Con le sue acciaierie e il mare vicino Piombino si presta benissimo come paesaggio per storie di crescita e di desideri repressi. Le due ragazzine, che nella prima parte del film dominano la scena, toccandosi, baciandosi, anche solo muovendosi per la strada con stivaletti, shorts e maglietta, sono il motore di tutto. Da loro, dai loro corpi in cerca di sensazioni che si muovono nel paesaggio urbano di Piombino, mai vista come città vera e propria ma piuttosto come periferia e fabbrica, parte una carica erotica che contagia tutto.
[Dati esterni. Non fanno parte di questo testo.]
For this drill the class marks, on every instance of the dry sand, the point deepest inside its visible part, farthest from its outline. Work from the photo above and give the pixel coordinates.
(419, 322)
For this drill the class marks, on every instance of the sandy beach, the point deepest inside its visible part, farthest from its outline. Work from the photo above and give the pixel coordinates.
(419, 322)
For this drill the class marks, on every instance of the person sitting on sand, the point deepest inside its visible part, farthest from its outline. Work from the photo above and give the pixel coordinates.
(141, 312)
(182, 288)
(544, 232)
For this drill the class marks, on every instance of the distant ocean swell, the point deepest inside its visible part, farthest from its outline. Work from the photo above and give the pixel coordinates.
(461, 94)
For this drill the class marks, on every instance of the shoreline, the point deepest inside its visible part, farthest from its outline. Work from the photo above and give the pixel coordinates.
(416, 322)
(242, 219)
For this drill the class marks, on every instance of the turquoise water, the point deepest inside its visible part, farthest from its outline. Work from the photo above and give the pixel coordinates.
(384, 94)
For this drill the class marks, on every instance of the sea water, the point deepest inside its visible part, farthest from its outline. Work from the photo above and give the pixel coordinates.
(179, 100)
È quasi dal loro desiderio ancora non chiarito, forse una ama l'altra, forse una ama il fratello, che si muove la storia d'amore proprio del fratello di Anna, Michele Riondino, per la bella manager Vittoria Puccini e tutta la parte politica del film. La fabbrica costretta a mettere in cassa integrazione gli operai, il lavoro pesante visto come l'unica cosa da fare ("preferisco prenderlo in culo otto ore al giorno che metterlo a qualcun altro" si giustifica Riondino).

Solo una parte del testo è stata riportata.